A new study finds that male savannah sparrows are changing their tunes, as a result of cultural evolution.
Researchers from Canada and the United States have found that the song of male savannah sparrows (Passerculus sandwichiensis) has changed drastically in the last 30 years (from 1980 to 2011), partly to attract the females.
For their study, the research team used sonograms to record songs of the male sparrows, living on Kent Island, N.B., in the Bay of Fundy, each breeding season for over 30 years. Male sparrows sing only one song type that consists of several parts. They learn the songs in their first year from their fathers or older male birds and continue to sing the same for the rest of their lives.
Although the birds sing the same verses and the sounds appear similar, each male sparrow has his own unique sound, said the researchers.
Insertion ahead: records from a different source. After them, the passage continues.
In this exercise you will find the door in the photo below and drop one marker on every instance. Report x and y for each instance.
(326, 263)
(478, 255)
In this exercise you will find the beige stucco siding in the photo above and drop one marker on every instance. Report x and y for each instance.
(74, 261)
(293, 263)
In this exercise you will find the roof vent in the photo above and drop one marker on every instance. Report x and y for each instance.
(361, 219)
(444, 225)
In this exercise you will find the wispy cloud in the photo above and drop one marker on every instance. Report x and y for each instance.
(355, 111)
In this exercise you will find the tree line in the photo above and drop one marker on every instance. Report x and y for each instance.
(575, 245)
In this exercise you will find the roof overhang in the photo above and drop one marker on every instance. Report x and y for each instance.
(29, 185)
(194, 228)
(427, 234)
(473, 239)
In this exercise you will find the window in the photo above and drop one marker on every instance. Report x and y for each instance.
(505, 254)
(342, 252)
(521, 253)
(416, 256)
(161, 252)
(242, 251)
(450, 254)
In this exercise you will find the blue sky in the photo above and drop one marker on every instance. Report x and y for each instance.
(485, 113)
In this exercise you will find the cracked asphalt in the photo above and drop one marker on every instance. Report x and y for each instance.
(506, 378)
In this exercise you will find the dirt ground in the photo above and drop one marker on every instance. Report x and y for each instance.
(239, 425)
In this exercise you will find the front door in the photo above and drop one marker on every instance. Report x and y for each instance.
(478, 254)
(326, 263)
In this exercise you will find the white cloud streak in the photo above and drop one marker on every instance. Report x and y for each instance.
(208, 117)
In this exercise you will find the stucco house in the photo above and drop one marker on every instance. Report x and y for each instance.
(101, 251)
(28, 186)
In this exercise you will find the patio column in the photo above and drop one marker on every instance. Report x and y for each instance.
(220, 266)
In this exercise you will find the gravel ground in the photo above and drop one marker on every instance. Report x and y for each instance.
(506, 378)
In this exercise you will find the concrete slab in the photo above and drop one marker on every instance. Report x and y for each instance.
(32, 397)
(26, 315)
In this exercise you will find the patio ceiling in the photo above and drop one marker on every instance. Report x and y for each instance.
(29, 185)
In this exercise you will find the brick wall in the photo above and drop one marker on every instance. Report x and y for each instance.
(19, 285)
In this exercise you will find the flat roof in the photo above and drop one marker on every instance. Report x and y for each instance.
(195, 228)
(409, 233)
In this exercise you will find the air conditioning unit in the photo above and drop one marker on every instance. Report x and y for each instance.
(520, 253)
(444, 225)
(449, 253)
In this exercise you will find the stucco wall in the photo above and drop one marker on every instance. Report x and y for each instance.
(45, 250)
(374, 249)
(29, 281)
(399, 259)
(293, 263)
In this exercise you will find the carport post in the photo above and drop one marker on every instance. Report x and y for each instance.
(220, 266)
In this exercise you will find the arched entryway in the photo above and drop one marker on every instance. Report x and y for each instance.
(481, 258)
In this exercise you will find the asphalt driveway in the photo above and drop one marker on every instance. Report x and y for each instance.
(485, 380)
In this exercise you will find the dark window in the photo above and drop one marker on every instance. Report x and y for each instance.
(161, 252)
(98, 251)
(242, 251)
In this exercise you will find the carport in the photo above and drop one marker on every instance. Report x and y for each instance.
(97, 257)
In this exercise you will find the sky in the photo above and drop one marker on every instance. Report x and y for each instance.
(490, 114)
The research team noticed that the song has three primary elements. The first element identifies that the bird is a savannah sparrow, the second identifies which individual is singing, and the third component is used by females to assess males. Based on their analyses, the researchers found that the introductory notes of the songs had remained consistent for the last 30 years, but the sparrows had added a series of clicks to the middle of their songs. They also discovered that the ending trill (once long and high-frequency) has been changed to a shorter and lower frequency, as the males with shorter trills had higher reproductive success.
"The change is the result of cultural transmission of different song elements through many generations," Ryan Norris, Integrative biology professor from University of Guelph, Canada, said in a statement. "If you listen to how people used to talk in the 1890s and how we talk today, you would notice major differences, and this is the result of shifts in culture or the popularity of certain forms," he said. "The change in sparrow songs over time has occurred much the same way."
The details of the study appear in the January 2013 issue of Animal Behaviour.